Entre o Congresso e a Lava-Jato, Temer ganha tempo
Ninguém se arrisca a dizer por enquanto se foi uma manobra de puro amadorismo do profissional da política Renan Calheiros (PMDB-AL). Ou se foi um lance de esperteza combinado entre ele, o presidente Michel Temer e o deputado Rodrigo Maia (DEM-RJ), presidente da Câmara.
Mas o certo é que Brasília acordou, ontem, na iminência de mergulhar numa crise institucional envolvendo o Congresso e o Poder Judiciário. E foi dormir com o perigo aparentemente afastado. Tanto melhor para um país que enfrenta muitos problemas. Por que arranjar mais um?
Pela manhã, ao chegar ao Senado, Renan chamou de “fascistas” algumas medidas contra a corrupção sugeridas pelo Ministério Público, mas rejeitadas pela Câmara de madrugada. Disse que não tinha pressa para votar no Senado o que a Câmara aprovara.
“As medidas terão tratamento regimental, vou despachá-las para comissões permanentes e organizar audiências para debater”, disse Renan. No fim da tarde, porém, ele surpreendeu a maioria dos seus colegas tentando aprovar um pedido de urgência de votação.

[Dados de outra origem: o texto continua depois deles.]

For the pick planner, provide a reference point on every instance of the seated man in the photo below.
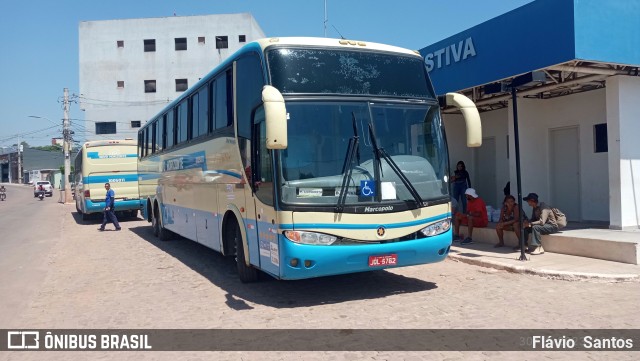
(543, 221)
(476, 216)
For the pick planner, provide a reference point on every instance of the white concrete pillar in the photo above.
(623, 132)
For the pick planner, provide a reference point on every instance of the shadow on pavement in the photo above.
(221, 271)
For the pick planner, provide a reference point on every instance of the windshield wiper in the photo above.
(347, 170)
(381, 152)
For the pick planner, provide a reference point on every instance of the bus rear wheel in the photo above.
(247, 274)
(159, 231)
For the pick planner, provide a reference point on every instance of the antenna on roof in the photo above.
(341, 37)
(325, 18)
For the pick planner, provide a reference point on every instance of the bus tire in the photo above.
(162, 233)
(247, 274)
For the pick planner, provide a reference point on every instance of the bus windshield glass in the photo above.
(315, 169)
(348, 72)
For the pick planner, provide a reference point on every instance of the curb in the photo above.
(560, 275)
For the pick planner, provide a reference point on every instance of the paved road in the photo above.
(29, 229)
(129, 279)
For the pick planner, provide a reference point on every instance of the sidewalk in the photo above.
(550, 265)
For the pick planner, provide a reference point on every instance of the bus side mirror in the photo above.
(470, 115)
(276, 118)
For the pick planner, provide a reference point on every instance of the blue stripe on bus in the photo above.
(96, 155)
(363, 226)
(112, 178)
(225, 172)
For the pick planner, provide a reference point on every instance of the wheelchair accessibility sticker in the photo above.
(367, 188)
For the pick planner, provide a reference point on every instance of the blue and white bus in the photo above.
(306, 157)
(102, 161)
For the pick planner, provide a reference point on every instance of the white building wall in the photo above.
(536, 118)
(623, 130)
(103, 64)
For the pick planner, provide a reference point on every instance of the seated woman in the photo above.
(509, 216)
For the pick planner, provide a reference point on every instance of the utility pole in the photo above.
(66, 141)
(19, 162)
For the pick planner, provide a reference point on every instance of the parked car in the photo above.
(48, 188)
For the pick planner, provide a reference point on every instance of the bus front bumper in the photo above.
(299, 261)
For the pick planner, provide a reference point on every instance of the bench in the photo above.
(606, 244)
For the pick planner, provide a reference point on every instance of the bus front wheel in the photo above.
(247, 273)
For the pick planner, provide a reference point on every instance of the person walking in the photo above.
(476, 216)
(109, 214)
(543, 221)
(460, 182)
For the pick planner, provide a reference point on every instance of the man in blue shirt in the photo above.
(109, 211)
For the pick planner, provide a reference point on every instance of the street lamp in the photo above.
(517, 82)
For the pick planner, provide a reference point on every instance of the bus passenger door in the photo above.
(262, 187)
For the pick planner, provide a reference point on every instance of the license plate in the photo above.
(386, 260)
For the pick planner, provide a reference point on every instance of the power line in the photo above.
(17, 135)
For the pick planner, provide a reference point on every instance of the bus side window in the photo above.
(159, 134)
(171, 125)
(183, 126)
(224, 100)
(203, 111)
(262, 162)
(165, 139)
(194, 112)
(212, 104)
(153, 138)
(140, 144)
(249, 84)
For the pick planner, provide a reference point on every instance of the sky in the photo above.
(39, 57)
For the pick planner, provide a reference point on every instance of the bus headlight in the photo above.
(303, 237)
(437, 228)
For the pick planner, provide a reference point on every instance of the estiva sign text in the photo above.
(453, 53)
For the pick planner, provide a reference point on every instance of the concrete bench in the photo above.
(611, 245)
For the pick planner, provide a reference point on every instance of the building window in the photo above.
(181, 43)
(222, 42)
(181, 85)
(600, 143)
(149, 45)
(149, 86)
(105, 127)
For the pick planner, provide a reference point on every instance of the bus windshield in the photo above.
(348, 72)
(315, 164)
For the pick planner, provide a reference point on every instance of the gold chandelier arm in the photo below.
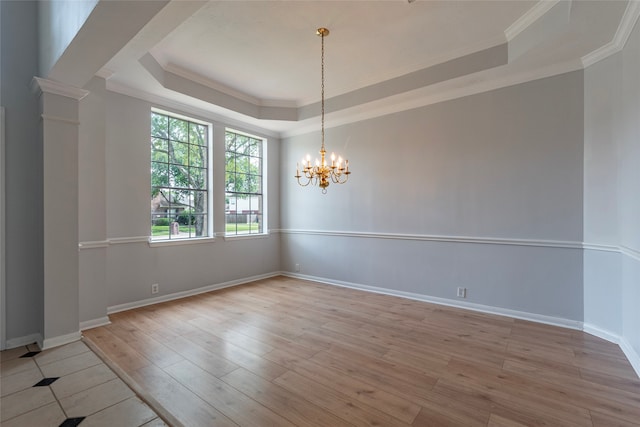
(323, 173)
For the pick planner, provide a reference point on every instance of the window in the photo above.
(180, 178)
(244, 203)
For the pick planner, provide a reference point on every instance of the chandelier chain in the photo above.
(322, 85)
(324, 172)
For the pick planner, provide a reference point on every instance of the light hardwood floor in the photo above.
(287, 352)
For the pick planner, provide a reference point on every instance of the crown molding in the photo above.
(628, 21)
(39, 84)
(531, 16)
(167, 103)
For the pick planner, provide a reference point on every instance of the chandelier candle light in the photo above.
(323, 174)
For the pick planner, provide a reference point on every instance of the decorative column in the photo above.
(59, 105)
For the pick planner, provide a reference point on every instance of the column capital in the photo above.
(40, 85)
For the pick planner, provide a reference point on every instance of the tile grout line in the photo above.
(66, 416)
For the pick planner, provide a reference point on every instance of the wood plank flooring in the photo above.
(287, 352)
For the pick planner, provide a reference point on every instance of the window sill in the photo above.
(180, 242)
(245, 236)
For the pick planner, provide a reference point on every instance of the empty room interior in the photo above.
(320, 213)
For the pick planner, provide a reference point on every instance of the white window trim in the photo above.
(265, 198)
(210, 212)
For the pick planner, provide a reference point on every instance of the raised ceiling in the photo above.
(258, 62)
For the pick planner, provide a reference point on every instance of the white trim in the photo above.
(60, 340)
(57, 88)
(59, 119)
(539, 318)
(179, 242)
(125, 240)
(631, 353)
(189, 109)
(628, 21)
(232, 237)
(184, 294)
(600, 247)
(93, 244)
(3, 298)
(26, 340)
(530, 17)
(601, 333)
(94, 323)
(630, 252)
(441, 238)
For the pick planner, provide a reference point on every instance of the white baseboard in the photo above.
(601, 333)
(533, 317)
(632, 355)
(625, 346)
(184, 294)
(60, 340)
(94, 323)
(26, 340)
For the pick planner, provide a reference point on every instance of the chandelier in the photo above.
(322, 174)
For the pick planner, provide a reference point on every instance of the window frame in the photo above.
(263, 193)
(210, 234)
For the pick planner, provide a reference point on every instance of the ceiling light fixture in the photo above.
(322, 174)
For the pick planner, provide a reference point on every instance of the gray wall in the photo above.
(114, 205)
(24, 187)
(483, 176)
(612, 205)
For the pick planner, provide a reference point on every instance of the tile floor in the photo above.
(66, 386)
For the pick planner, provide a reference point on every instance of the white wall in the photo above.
(59, 22)
(612, 205)
(477, 192)
(23, 173)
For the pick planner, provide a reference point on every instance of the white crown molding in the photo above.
(94, 244)
(440, 238)
(628, 21)
(39, 84)
(531, 16)
(621, 249)
(166, 103)
(600, 247)
(451, 89)
(105, 73)
(195, 77)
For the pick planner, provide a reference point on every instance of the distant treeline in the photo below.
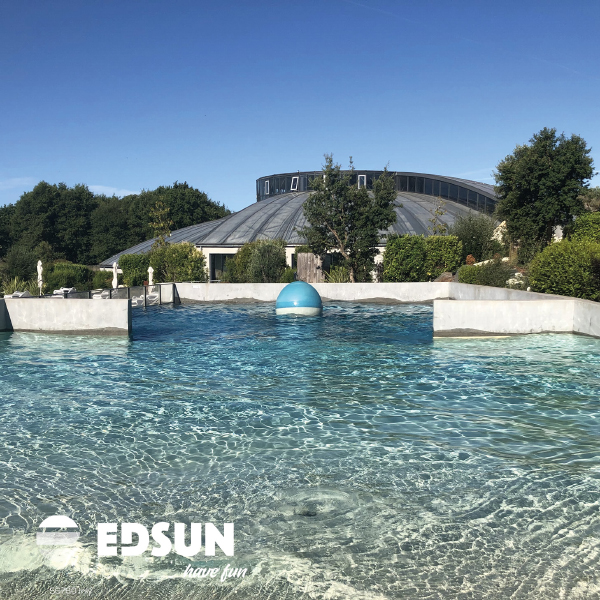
(57, 222)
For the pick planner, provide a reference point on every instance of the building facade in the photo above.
(277, 213)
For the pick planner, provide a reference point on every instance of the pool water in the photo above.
(357, 456)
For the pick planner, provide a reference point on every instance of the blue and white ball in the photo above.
(299, 298)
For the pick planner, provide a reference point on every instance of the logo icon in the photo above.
(57, 530)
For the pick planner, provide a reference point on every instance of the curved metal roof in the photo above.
(282, 215)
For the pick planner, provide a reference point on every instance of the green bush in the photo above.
(568, 268)
(338, 275)
(68, 275)
(262, 261)
(443, 253)
(178, 262)
(16, 284)
(236, 268)
(405, 258)
(267, 262)
(418, 258)
(585, 227)
(135, 268)
(475, 232)
(288, 276)
(494, 273)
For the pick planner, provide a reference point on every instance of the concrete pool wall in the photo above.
(57, 315)
(459, 309)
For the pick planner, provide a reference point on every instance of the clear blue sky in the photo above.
(135, 94)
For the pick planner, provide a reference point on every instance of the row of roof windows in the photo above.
(282, 184)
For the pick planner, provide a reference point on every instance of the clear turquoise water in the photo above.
(357, 456)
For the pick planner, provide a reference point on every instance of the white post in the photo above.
(40, 280)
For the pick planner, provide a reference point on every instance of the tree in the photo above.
(267, 262)
(438, 227)
(161, 223)
(540, 187)
(178, 262)
(591, 199)
(346, 218)
(475, 231)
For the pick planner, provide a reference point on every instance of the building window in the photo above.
(217, 265)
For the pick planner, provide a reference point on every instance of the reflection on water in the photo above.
(357, 457)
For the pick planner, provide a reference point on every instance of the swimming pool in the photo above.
(357, 456)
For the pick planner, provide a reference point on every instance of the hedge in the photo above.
(178, 262)
(418, 258)
(494, 273)
(135, 268)
(568, 268)
(443, 253)
(586, 227)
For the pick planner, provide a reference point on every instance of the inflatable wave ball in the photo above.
(299, 298)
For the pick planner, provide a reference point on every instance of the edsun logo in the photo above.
(108, 532)
(59, 530)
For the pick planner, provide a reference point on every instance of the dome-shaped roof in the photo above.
(281, 216)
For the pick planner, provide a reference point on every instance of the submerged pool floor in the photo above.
(357, 456)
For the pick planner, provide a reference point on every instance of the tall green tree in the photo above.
(347, 218)
(58, 215)
(160, 223)
(540, 186)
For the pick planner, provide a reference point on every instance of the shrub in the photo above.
(568, 268)
(288, 276)
(404, 258)
(178, 262)
(585, 227)
(135, 268)
(16, 284)
(418, 258)
(475, 232)
(494, 273)
(68, 275)
(337, 275)
(267, 262)
(443, 253)
(236, 268)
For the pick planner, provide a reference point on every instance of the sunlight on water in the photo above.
(357, 456)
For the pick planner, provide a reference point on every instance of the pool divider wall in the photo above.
(5, 324)
(351, 292)
(459, 309)
(76, 316)
(457, 318)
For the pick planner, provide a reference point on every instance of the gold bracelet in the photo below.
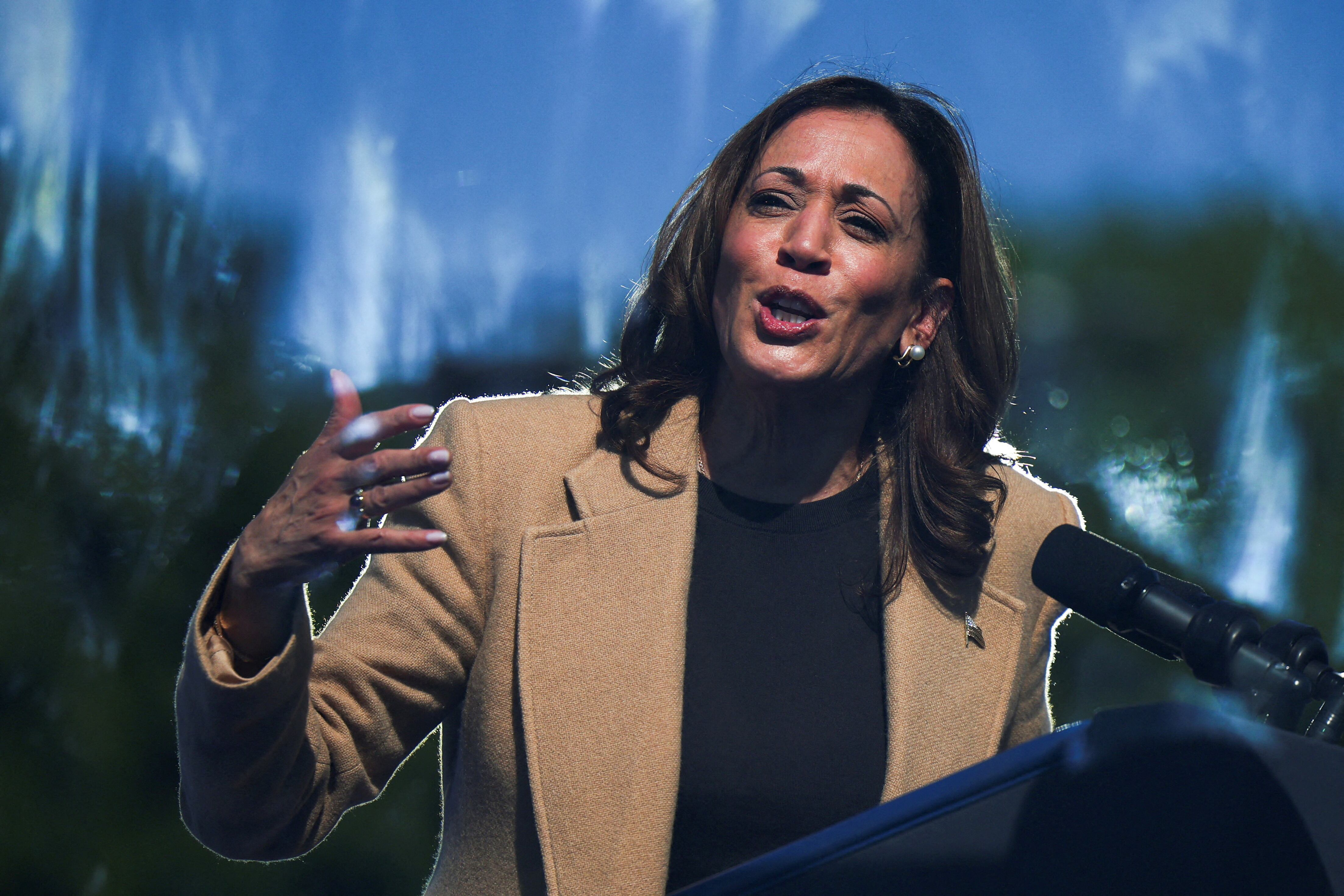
(238, 655)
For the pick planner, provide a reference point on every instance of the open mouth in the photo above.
(789, 307)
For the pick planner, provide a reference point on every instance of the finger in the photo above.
(385, 499)
(390, 540)
(362, 436)
(346, 405)
(389, 464)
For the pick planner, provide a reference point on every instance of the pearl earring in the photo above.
(912, 355)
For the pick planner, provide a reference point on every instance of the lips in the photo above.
(788, 313)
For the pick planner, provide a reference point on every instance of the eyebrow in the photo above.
(848, 191)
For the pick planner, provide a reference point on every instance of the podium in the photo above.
(1166, 799)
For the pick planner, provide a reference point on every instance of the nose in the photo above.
(807, 242)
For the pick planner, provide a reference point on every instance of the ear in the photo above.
(929, 315)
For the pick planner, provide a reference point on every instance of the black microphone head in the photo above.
(1085, 572)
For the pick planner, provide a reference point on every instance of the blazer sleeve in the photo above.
(269, 763)
(1031, 714)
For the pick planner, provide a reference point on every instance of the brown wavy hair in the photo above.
(930, 421)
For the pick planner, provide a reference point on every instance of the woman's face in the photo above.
(822, 256)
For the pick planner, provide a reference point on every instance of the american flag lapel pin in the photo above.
(975, 635)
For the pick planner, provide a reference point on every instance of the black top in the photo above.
(784, 724)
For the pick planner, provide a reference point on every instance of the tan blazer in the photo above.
(548, 640)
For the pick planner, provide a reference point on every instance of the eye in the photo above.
(769, 201)
(865, 224)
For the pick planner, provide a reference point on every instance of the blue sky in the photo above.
(440, 160)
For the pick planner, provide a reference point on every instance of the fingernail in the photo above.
(359, 430)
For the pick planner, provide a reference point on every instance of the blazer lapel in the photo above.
(948, 694)
(601, 648)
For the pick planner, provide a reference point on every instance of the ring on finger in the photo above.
(358, 506)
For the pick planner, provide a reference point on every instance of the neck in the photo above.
(784, 445)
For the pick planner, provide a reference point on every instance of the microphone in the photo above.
(1171, 618)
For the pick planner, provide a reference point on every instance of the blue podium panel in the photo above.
(1150, 800)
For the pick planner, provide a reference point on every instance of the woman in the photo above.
(760, 578)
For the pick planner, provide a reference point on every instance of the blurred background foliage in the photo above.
(1182, 377)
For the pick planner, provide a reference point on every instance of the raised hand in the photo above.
(315, 522)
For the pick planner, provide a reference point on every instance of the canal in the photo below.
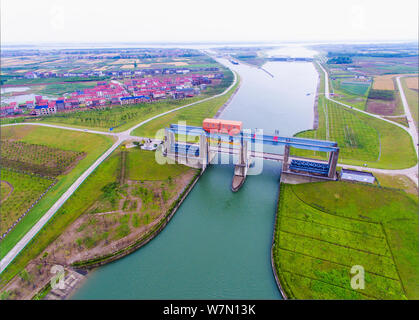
(218, 244)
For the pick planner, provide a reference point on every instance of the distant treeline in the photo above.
(340, 60)
(381, 94)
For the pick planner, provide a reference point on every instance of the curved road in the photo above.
(121, 137)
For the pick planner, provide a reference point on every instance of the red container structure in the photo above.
(222, 126)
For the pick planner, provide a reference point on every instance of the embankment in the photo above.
(151, 234)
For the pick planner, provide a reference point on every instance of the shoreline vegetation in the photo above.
(362, 139)
(326, 236)
(93, 145)
(35, 249)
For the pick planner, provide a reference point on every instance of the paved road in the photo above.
(121, 137)
(412, 125)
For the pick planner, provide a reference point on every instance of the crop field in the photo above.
(412, 83)
(80, 142)
(36, 158)
(323, 229)
(109, 208)
(350, 94)
(412, 97)
(362, 139)
(357, 88)
(23, 190)
(141, 165)
(193, 115)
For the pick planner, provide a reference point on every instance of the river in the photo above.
(218, 244)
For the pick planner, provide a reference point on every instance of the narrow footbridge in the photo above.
(248, 144)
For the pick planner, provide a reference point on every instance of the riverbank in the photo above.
(150, 235)
(98, 237)
(225, 105)
(320, 235)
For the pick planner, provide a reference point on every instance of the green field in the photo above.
(361, 138)
(59, 89)
(36, 158)
(79, 202)
(359, 88)
(123, 117)
(323, 229)
(141, 165)
(193, 115)
(26, 188)
(91, 144)
(412, 100)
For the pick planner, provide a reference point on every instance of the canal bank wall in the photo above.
(102, 260)
(316, 101)
(225, 105)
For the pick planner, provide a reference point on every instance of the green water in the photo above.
(218, 243)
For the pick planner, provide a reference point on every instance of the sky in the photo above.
(44, 21)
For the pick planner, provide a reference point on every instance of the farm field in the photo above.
(319, 238)
(20, 192)
(108, 212)
(37, 158)
(412, 97)
(362, 139)
(351, 93)
(123, 117)
(118, 117)
(193, 116)
(89, 144)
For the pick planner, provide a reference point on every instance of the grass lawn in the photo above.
(100, 187)
(25, 189)
(78, 203)
(412, 100)
(361, 138)
(93, 145)
(193, 115)
(323, 229)
(141, 165)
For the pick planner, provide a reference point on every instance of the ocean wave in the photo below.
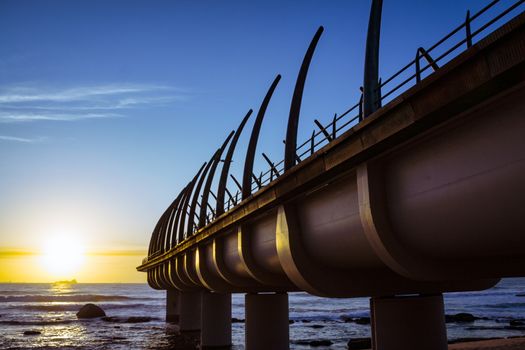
(504, 305)
(73, 307)
(64, 298)
(36, 323)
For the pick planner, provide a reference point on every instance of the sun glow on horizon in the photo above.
(62, 256)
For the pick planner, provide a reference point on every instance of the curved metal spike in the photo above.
(163, 228)
(207, 186)
(221, 189)
(250, 153)
(175, 239)
(371, 86)
(156, 232)
(169, 229)
(295, 107)
(153, 240)
(191, 215)
(183, 208)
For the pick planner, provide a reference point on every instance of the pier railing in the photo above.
(425, 62)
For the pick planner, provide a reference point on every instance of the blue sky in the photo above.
(107, 108)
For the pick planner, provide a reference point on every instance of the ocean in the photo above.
(50, 311)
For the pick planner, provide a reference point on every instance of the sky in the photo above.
(108, 108)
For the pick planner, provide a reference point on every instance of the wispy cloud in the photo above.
(29, 117)
(31, 103)
(21, 139)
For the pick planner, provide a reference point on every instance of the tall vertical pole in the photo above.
(371, 99)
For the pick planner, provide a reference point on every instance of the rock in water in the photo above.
(462, 317)
(359, 343)
(90, 311)
(32, 333)
(138, 319)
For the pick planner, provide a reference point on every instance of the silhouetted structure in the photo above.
(400, 203)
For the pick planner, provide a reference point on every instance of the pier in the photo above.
(416, 190)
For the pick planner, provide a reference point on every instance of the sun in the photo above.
(62, 256)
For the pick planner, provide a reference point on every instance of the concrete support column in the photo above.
(267, 324)
(172, 306)
(216, 331)
(190, 311)
(408, 323)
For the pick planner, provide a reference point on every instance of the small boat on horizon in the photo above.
(73, 281)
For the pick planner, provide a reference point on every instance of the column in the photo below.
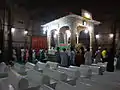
(73, 28)
(58, 39)
(77, 38)
(92, 38)
(49, 39)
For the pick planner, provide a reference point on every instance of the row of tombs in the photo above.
(51, 76)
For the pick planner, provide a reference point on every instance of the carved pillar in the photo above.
(73, 28)
(92, 39)
(49, 39)
(77, 37)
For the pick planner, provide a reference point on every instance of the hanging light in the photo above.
(111, 35)
(25, 32)
(68, 33)
(12, 30)
(86, 31)
(97, 36)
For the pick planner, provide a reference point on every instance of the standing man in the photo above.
(88, 57)
(57, 54)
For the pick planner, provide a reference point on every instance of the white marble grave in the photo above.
(56, 75)
(36, 78)
(72, 73)
(40, 66)
(19, 68)
(85, 71)
(17, 81)
(53, 65)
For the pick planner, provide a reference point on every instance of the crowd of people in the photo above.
(86, 57)
(67, 57)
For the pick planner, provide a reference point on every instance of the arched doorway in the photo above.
(65, 34)
(84, 38)
(53, 37)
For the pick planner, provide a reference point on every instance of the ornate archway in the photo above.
(64, 34)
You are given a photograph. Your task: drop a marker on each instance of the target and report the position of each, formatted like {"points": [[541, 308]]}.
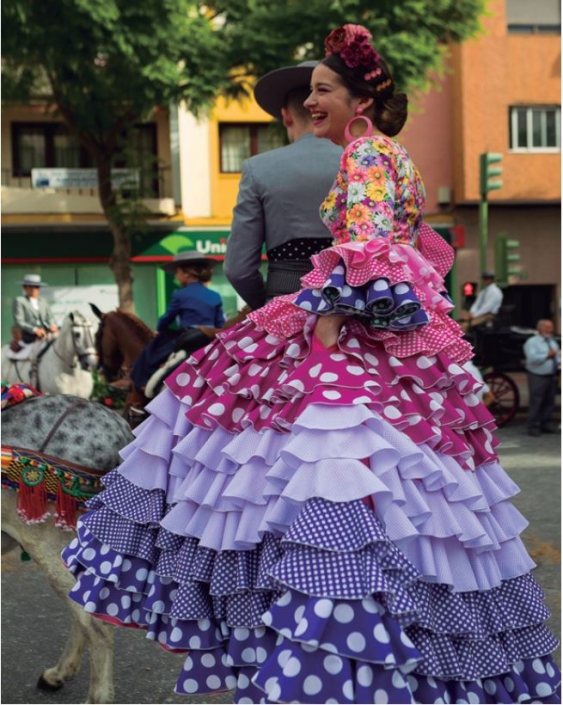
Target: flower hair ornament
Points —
{"points": [[352, 43]]}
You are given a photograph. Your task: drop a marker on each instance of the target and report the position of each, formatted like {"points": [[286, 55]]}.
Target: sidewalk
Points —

O pedido fora assinado pelos líderes do PMDB, PSD e PTC, partidos da base de sustentação do governo. Renan referiu-se a ele apenas pelo número: “Em votação o requerimento número tal”, gritou. Não informou sobre o que se tratava. Só o fez mais tarde, pressionado.
Aí os senadores ficaram sabendo que se aprovassem o requerimento, o pacote de medidas contra a corrupção aprovado pela Câmara seria votado pelo Senado ainda ontem. Foi uma confusão e tanto. Ninguém se apresentou para defender o requerimento.
– Se aprovarmos aqui o que a Câmara aprovou, será a desmoralização desta Casa – esperneou o senador Cristovam Buarque (DF), líder do PPS. “E se o presidente Temer sancionar depois o que aprovamos, será o fim antecipado do governo dele”.
Aloysio Nunes (PSDB-SP), líder do governo, discursou contra a pressa de Renan em querer votar logo o que fora aprovado pela Câmara. Disse que se dependesse dele, Temer jamais sancionaria uma lei “em claro desacordo com o sentimento dos brasileiros”.
O requerimento acabou derrotado por 44 votos contra 14. Assim, o projeto de lei que a Câmara aprovou só deverá ser votado pelo Senado no próximo ano – se for. A partir de fevereiro, Renan já não será mais presidente do Senado.
Temer ganhou tempo. Maia, também para caçar votos que lhe garantam mais dois anos como presidente da Câmara. Faltou-lhe força para impedir a desfiguração pelos seus pares das medidas contra a corrupção. De resto, ele nem tentou isso.
Os procuradores da Lava-Jato, que ameaçaram pôr um fim na operação, ganharam tempo para negociar com o Senado mudanças no que a Câmara aprovou.